Two simulation setups were used: For the pressure loss analysis, the cannulas were placed in a model of a reservoir to mimic the in vitro pressure loss measurements (reservoir setup, (cf. Figs. 1b, 5c),). For the analysis of all other parameters, a model of a human aortic arch with and without cannulas was used (aortic arch setup, cf. Fig. 3). The geometry of the aortic arch was segmented from magnet resonance imaging data of a healthy 28-year-old male volunteer. A clinician confirmed the correct positioning of the cannulas. All geometries were prepared using 3-matic (Materialise NV, Leuven, Belgium).

The simulation meshes were created with Ansys ICEM CFD 2019 R3 (Ansys Inc, Canonsburg, US). Tetrahedral elements plus 14 prism layers with a first layer height of 0.005 mm were used. A mesh sensitivity study was conducted (see Supplementary Information S3).

The CFD simulations were performed using Ansys CFX 2019 R3 (Ansys Inc, Canonsburg, US). The reservoir setup was implemented as a steady state simulation with a constant cannula flow rate (1, 2, 3, 4, 5 and 6 L/min) and ambient pressure boundary condition at the walls of the reservoir. Water with a density of 997.0 kg/m3 and dynamic viscosity of 0.8899 mPa*s was used to facilitate the subsequent comparison with in vitro experiments.

For the aortic arch setup, a transient simulation setup with constant boundary conditions was chosen, since the short distance between cannula tip and aortic arch wall led to transient effects in the jet flow.
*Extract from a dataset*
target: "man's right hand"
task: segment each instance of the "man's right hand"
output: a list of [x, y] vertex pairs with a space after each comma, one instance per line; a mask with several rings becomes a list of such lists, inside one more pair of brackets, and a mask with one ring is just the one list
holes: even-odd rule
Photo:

A time step of 0.5 ms and a simulation time of 0.45 s were chosen. Cannula flow was set to 5.16 L/min, which corresponds to the average flow rate during the in vivo experiments. A wall was placed in the ascending aorta to model the aortic cross-clamp and a constant outlet pressure of 90 mmHg and a loss coefficient of 50 were defined for all remaining boundaries. The loss coefficient was deduced from the Darcy-Weisbach equation for friction-related pressure loss in a previous study22.
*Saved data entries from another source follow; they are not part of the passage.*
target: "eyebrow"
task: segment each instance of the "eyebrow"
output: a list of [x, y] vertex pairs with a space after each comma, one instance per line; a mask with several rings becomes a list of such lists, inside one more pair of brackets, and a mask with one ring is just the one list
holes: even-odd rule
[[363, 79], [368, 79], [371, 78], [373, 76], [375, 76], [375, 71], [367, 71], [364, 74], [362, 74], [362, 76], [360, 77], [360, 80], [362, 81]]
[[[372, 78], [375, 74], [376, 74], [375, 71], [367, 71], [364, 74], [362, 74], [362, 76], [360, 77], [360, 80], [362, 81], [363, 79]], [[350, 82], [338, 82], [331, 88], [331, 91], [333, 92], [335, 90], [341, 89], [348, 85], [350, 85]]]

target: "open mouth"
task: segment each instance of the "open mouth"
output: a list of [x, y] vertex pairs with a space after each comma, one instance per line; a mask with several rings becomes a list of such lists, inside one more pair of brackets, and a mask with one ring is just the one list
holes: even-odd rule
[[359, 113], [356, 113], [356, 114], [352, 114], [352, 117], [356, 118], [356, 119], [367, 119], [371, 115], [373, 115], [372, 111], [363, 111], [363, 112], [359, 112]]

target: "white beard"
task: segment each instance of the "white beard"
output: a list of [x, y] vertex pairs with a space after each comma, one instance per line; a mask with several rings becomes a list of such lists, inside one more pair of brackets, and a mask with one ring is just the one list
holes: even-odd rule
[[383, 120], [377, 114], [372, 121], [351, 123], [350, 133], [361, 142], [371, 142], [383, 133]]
In both reservoir and aortic arch setup, blood was modeled using a shear dependent viscosity model based on Ballyk et al.47 (see Supplementary Information S4). A density of 1056.4 kg/m3 was chosen, which corresponds to a hematocrit of 44%. In both setups the SST turbulence model was applied, and the convergence criterion was defined by a maximum residuum of \({10}^{-4}\). Additionally, pressure at the cannula inlet (reservoir and aortic arch setup) as well as average WSS and mass flows at the outlets (aortic arch setup) were monitored to ensure stabilized predictions and variations well below 3% over the final 100 time steps.

Post processing was performed using CFD-Post 19.3 (Ansys Inc, Canonsburg, US). The aortic arch setup was analyzed using variables that were averaged over the last 100 time steps.
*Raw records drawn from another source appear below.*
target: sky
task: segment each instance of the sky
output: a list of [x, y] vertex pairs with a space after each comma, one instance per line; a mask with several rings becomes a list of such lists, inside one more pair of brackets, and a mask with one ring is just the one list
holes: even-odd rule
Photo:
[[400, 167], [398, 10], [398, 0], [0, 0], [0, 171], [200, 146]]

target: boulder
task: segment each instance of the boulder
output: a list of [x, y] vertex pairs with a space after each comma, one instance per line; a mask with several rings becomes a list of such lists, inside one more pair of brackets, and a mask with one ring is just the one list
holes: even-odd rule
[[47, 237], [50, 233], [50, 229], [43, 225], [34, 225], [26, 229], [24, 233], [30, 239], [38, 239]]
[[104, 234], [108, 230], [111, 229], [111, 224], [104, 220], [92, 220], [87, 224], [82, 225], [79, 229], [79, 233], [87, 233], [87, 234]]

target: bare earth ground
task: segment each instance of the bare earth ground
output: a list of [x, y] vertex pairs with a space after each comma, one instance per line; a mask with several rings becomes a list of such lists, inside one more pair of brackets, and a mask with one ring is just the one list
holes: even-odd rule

Pressure loss was defined as the difference between predefined wall pressure of the reservoir and pressure at the cannula inlet, mimicking the experimental setup. WSS values were automatically calculated by the CFD-Post formulation, which is provided in Supplementary Information S5.

Further details of the meshing and simulation setup can be found in the Supplementary Information S3 and S4.